Consequently, Nigeria’s current account deficit improved to US$1.75 billion in Q1 2021(1.76 % of GDP) relative to US$5.26 billion (4.53% of GDP) in Q4 2020, due to a lower deficit in the goods account, arising from a decline in non-oil import and higher export receipts.
Represented by Yusuf Dauda Bulus, deputy director, monetary policy department, he said the gross external reserves increased by 7.41 percent at the end-August 2021 relative to its value at end-July 2021 due to a 159.81 percent or US$3.33 billion increase in the receipt of Special Drawing Rights (SDR). A correlation analysis showed a negative paradoxical relationship between the gross external reserves and the exchange rates, as well as, a negative relationship between oil price and the gross external reserves.
Presenting a paper on the ‘state of the global and domestic economy, major influences and outlooks after the extreme disruption’, he said because the country’s exports are limited by a weak commodities value chain, deficient foreign exchange inflow could put further pressure on the naira.
On the domestic outlook, he said gradual economic recovery is expected to continue in Q3, through Q4 2021, supported by the increase in vaccination coverage as domestic and international economic activities pick up.
The CBN estimates for real GDP in the third and fourth quarters of 2021 are 3.93 and 2.46 percent, respectively. Growth is expected to be driven by continued progress in the vaccination program; increased global demand and recovery in oil prices; access to finance by the private sector (households and SMEs), driven in part by CBN intervention policies.

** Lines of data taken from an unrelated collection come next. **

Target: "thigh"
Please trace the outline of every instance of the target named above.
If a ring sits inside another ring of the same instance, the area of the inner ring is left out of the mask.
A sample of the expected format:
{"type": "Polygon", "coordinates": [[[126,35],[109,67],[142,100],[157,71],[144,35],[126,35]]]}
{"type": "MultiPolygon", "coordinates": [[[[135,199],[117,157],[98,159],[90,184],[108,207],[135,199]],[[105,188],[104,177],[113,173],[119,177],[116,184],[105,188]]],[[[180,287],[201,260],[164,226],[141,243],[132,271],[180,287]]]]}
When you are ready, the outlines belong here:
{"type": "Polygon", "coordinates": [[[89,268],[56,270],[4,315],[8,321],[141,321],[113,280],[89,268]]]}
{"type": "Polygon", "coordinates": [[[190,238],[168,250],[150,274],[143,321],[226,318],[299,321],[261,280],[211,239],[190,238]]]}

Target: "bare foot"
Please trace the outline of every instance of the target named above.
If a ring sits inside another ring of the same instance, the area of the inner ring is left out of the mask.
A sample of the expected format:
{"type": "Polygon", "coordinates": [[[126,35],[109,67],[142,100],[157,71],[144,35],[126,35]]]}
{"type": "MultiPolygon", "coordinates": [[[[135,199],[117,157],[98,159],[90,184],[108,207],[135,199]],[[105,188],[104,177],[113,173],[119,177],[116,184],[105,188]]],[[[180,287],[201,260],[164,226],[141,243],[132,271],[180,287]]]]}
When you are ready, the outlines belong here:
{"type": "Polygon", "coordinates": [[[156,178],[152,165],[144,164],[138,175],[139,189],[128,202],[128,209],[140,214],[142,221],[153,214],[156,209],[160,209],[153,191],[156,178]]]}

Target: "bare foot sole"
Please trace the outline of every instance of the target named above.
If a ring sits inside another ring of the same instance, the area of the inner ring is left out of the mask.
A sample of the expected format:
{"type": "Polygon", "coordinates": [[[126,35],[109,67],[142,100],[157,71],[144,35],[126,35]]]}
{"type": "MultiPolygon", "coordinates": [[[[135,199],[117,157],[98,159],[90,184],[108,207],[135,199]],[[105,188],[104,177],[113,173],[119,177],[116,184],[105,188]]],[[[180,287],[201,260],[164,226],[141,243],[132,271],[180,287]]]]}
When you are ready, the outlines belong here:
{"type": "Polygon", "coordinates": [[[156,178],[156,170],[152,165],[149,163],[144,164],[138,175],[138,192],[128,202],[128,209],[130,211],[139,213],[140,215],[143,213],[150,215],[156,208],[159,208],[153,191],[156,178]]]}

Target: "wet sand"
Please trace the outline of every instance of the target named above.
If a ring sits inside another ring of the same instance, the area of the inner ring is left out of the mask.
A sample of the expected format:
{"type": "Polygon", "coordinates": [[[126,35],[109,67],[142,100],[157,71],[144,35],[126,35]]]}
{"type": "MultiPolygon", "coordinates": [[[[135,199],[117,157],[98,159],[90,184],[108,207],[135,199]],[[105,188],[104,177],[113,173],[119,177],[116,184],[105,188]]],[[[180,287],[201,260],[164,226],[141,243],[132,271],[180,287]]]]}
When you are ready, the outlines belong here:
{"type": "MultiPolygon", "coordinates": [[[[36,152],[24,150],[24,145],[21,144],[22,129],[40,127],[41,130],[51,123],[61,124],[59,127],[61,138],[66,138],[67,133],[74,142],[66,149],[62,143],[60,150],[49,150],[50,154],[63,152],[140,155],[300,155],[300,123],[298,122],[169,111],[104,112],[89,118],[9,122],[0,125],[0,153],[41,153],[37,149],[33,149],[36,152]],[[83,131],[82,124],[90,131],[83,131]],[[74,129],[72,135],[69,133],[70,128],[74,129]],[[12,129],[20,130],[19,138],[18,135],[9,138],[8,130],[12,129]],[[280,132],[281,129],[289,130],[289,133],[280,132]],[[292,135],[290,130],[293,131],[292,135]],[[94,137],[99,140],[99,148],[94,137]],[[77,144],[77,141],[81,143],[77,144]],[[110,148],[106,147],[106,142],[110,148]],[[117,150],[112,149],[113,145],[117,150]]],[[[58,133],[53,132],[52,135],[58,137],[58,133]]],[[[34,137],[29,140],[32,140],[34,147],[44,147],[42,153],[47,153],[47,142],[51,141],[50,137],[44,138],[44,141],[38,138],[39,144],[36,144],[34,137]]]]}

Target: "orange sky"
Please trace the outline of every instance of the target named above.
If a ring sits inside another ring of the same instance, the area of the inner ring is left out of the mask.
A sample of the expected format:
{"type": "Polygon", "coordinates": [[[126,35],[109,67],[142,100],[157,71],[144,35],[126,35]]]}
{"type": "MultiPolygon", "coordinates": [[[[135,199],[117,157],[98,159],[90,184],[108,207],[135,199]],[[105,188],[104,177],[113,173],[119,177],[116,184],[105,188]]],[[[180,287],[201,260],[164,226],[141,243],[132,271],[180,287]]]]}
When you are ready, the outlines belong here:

Also, he said the swift operationalization of InfraCo and the floating of Eurobonds worth US$6.2 billion (N2.34 trillion) to finance infrastructure as well as speedy implementation of the Economic Sustainability Plan (ESP) stimulus of N2.3 trillion would boost employment and investment (households and SMEs).
On the downside, Mahmud said due to the lingering Covid-19 pandemic, insufficient electricity supply and heightened insecurity concerns, households and businesses may continue to exercise caution in their consumption and investment decisions.
Overall, he said the gradual upscale of domestic economic activity is expected to keep prices moderate in the near term due to CBN and Federal Government stimulus in the real sector. However, in the medium to long term, average domestic consumer prices are expected to remain sticky downward because of persistent pressure on the naira, massive fiscal deficits and debt overhang, upward pressure on diesel prices as a result of sectoral deregulation provided for in the Petroleum Industry Act (PIA), and high electricity costs.